Hij had het zo mooi gevonden", zeg je,
Maar ik hoor je niet,
Luister naar het wegsterven van zijn onschuldige lach, met ieder stukje behang dat je van de muur trekt,
Scheur je nog meer van mij hart kapot,
Er was een kamertje voor hem,
Een oud bed, kilometers te groot, maar perfect voor stoeien en de kieteldood,
Ik heb ze nooit kunnen uitpakken,
De cadeautjes van Sint,
Weet niet eens waar een mens met verwerken begint,
Soms denk ik je buiten op de glijbaan te horen,
Ren ik naar hem, om een even verdwaald kind als ikzelf te vinden,
"Dat wij ons ook door deze storm zullen moeten slaan, we hebben al zo veel meegemaakt, dat we het moeten doen voor hem,"

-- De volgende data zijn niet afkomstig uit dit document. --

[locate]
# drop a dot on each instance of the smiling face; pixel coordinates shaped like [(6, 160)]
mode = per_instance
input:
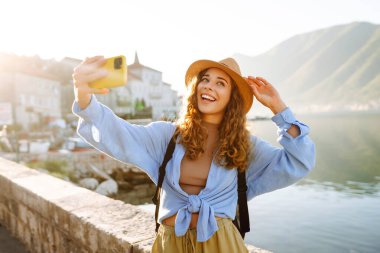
[(213, 94)]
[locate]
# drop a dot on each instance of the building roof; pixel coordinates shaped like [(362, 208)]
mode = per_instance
[(137, 64)]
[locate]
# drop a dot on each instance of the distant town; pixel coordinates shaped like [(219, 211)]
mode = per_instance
[(36, 97)]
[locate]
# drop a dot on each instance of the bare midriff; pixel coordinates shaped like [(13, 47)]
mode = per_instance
[(190, 189), (194, 173)]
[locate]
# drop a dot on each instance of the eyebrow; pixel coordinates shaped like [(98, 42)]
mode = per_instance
[(207, 75)]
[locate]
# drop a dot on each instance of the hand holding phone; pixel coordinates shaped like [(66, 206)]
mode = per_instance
[(117, 73)]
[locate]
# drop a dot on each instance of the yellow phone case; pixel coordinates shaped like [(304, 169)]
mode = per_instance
[(117, 73)]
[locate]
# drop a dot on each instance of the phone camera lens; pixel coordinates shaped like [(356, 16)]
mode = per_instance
[(118, 62)]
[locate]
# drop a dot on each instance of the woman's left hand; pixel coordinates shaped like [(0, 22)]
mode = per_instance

Ik hoor alleen de storm zin uit PietPiraat,
Maar ons manneke, hoorde liever PeterPan,
Er is een kinderkamertje ingericht,
Eerst sliep jij er, streelde ik je hoofdje iedere nacht voor het slapengaan,
"Droom zacht, zonneschijn, dat je morgen weer stralend mag zijn",
Onze ritueeltjes, ik volg ze nog, iedere dag,
Hoe we samen papa uitlachte omdat hij altijd "en toen kwam er een olifant met een hele grote snuit en die blies zomaar het verhaal uit" vergat,
Je hebt post gekregen, kaarten,
Als jij groot was, wilde je krantenbezorger worden, zodat jij een fiets met riljoeneeeen stieken kon rijden, de hele dag lang, "Zet jij dan chocomelk klaar als het regent mam?" "Ik zal ook een badje voor je klaarmaken",
Tot de laatste minuut zelfs als we wakker waren droomde we,
Onze fantasiewereld zo veel kleurrijker dan de muren van het ziekenhuis,
Over je nieuwe kamertje, op vakantie gaan met een vliegtuig, hoe we je verjaardag dit jaar thuis zouden vieren,
Over met wie en waar we zouden zijn,
Zolang het maar samen was,
Nu doe ik de was alleen,
Zonder mijn tijdrovende hulp met te kleine handjes voor de manden,
Je zegt me 'we moeten vooruit,
Kijken naar wat er wel nog mooi is aan het leven,
We hebben nog altijd elkaar, we komen er wel,'
Maar ik kan de schoonheid van overleven, nu, niet meer begrijpen,
De realiteit had anders moeten zijn, het mag hem niet zijn,
U heeft één nieuwe reactie op uw advertentie,
"Kinderkamer te koop, spullen nog in verpakking, nooit gebruikt." .
X
"Als het maar ooit is, is geweest, dan is, het is, wat het is, nooit een was, zelfs als hij of zij, buiten is was, als het maar ooit is, is geweest, dan is, ik is jij, en jij is mij, wat het is, ook als ik, meer is dan jij, of is jij mij vaker is, dan was, zelfs als hij of zij, nooit hier is, is was niet, is, is in wij."